Politicamente scorretto/Area di crisi, un fallimento!

Politicamente scorretto/Area di crisi, un fallimento!

Evviva, la montagna ha partorito!

No, non il classico topolino: di meno, niente di più che una formichina, quasi invisibile a noi poveri mortali. Mi riferisco ai risultati fantastici, quasi esplosivi, della “call” (chiamata) relativa all’Area di crisi complessa di Gela. Ricordiamo brevemente.

Dopo la sciagurata chiusura della raffineria sancita dall’accordo del 2014, per favorire nuovi investimenti alternativi fu decretata l’Area di crisi complessa che venne intitolata a Gela, ma che in verità comprende ben 23 comuni, inclusi Vittoria, Caltagirone, Caltanissetta e mezzo Vallone, fino a Marianopoli, che si trova al centro della Sicilia. Fra Stato e Regione sono stati destinati appena 25 milioni di euro di incentivi, poco più che briciole.

C’è stata la corsa agli incentivi? Ma neanche per sogno, anche perché i progetti da presentare dovevano avere un importo minimo di un milione e mezzo di euro. Risultato? Sono state presentate solo sei domande, che complessivamente prevedevano 90 milioni di investimenti, 66 milioni di agevolazioni e “ben” duecento posti di lavoro. Ma i valorosi tecnici di Invitalia si sono armati di forbici e hanno “tagliato” due di questi progetti, tra cui il più grosso in termini di investimento e occupazione.

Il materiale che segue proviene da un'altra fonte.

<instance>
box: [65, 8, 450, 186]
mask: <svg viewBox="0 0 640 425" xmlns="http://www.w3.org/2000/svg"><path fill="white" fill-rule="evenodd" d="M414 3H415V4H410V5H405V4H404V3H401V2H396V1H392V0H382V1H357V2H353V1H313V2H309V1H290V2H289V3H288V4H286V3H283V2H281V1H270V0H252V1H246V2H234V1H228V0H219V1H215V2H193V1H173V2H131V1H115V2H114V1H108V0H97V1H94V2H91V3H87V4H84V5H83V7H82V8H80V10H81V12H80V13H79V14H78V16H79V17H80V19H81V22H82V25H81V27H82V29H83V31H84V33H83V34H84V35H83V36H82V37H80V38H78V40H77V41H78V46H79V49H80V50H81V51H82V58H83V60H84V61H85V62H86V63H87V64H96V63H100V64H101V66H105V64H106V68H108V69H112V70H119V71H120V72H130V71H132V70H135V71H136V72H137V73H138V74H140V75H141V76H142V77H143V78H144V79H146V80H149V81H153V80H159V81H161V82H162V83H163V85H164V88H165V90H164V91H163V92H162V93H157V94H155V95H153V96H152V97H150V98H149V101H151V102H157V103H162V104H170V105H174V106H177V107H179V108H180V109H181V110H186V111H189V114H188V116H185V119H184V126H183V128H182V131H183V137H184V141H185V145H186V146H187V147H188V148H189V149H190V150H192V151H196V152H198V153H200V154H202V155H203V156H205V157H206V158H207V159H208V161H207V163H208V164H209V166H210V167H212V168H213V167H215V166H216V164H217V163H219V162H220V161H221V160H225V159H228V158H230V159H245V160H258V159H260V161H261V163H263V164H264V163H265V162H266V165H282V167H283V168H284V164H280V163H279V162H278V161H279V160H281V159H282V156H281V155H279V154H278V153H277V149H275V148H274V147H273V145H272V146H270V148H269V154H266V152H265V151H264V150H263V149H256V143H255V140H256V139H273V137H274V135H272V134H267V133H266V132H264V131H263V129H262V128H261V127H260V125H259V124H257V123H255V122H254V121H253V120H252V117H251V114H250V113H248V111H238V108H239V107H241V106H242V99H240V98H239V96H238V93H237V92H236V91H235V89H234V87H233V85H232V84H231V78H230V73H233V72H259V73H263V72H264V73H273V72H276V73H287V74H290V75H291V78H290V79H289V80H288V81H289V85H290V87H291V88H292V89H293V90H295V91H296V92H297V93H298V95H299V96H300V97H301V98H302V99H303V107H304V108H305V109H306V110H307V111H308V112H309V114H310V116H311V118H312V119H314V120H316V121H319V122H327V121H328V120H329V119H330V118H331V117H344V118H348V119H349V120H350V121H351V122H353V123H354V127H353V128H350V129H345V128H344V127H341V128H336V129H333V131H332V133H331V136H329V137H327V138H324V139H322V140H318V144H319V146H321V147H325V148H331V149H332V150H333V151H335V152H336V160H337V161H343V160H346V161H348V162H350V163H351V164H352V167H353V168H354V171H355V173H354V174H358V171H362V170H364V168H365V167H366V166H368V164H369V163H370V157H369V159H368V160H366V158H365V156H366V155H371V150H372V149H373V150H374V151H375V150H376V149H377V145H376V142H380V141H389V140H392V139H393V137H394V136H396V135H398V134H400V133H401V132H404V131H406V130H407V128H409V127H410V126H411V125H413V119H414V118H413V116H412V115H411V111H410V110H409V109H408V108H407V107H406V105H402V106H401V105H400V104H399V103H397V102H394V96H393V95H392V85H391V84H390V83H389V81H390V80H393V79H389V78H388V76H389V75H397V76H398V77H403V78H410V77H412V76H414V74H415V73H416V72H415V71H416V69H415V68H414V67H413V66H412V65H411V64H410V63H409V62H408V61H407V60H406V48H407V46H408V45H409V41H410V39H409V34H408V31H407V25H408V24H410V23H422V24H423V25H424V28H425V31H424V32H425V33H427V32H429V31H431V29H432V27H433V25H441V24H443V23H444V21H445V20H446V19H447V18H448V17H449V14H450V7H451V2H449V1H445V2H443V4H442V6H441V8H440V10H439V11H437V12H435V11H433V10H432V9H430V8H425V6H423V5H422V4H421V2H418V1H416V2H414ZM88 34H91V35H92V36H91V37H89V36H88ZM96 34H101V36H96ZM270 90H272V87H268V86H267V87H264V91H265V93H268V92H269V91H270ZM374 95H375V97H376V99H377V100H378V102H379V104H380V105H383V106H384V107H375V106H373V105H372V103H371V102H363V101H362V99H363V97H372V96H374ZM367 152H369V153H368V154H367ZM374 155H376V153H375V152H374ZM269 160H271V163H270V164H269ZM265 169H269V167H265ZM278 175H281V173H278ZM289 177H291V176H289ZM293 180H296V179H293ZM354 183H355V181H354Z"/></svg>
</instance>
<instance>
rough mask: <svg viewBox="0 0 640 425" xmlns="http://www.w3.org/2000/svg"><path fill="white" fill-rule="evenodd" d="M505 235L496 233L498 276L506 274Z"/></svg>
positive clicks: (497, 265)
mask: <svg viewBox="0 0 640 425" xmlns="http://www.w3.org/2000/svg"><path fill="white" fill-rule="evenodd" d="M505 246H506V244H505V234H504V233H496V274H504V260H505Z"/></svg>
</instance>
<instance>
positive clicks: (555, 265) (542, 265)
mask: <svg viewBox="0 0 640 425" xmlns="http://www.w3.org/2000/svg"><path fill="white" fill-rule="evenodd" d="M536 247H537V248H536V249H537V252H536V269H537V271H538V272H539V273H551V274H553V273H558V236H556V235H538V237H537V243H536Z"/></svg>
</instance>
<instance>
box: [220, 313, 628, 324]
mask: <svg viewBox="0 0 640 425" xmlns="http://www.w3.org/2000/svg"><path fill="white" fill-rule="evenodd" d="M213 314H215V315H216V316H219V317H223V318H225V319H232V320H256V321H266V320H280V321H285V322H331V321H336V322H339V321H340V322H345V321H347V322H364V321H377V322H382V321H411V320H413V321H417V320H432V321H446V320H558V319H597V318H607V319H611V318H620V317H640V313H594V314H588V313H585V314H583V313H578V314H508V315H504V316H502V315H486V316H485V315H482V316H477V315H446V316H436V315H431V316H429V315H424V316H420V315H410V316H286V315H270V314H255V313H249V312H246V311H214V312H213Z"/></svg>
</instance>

Il risultato è che hanno superato l’esame solo quattro progetti, per complessivi (udite, udite!) quarantaquattro posti di lavoro, che costeranno ai contribuenti nove milioni e mezzo di euro (ogni posto di lavoro costerà oltre duecentomila euro di contributi).
Un completo e clamoroso fallimento? Ma no, figuriamoci, se affermassi questo mi prenderebbero per il solito rompiscatole. Ma il risultato, diciamo la verità, fa piangere amaramente.

Ed allora finiamola, una buona volta, di prenderci per i fondelli! I megaprogetti, come si vede, non creano occupazione sufficiente. Occorre una urgente modifica della normativa sulle aree di crisi che permetta la presentazione di progetti anche piccoli, di valore minimo di cinquantamila euro, che permetta ai piccoli imprenditori di avviare attività non solo industriali, ma anche artigiane, commerciali, turistiche. Imprese con pochi dipendenti ma diffuse nel territorio, che possano rivitalizzare il tessuto economico della nostra città.

La ricetta è questa, e non ce ne sono altre. Si spengano una buona volta i tromboni della politica e dei sindacati dormienti, e si cominci a lavorare per davvero per recuperare ciò che resta dopo le macerie degli ultimi cinque anni. Tutto il resto sono palliativi senza risultati: si è visto!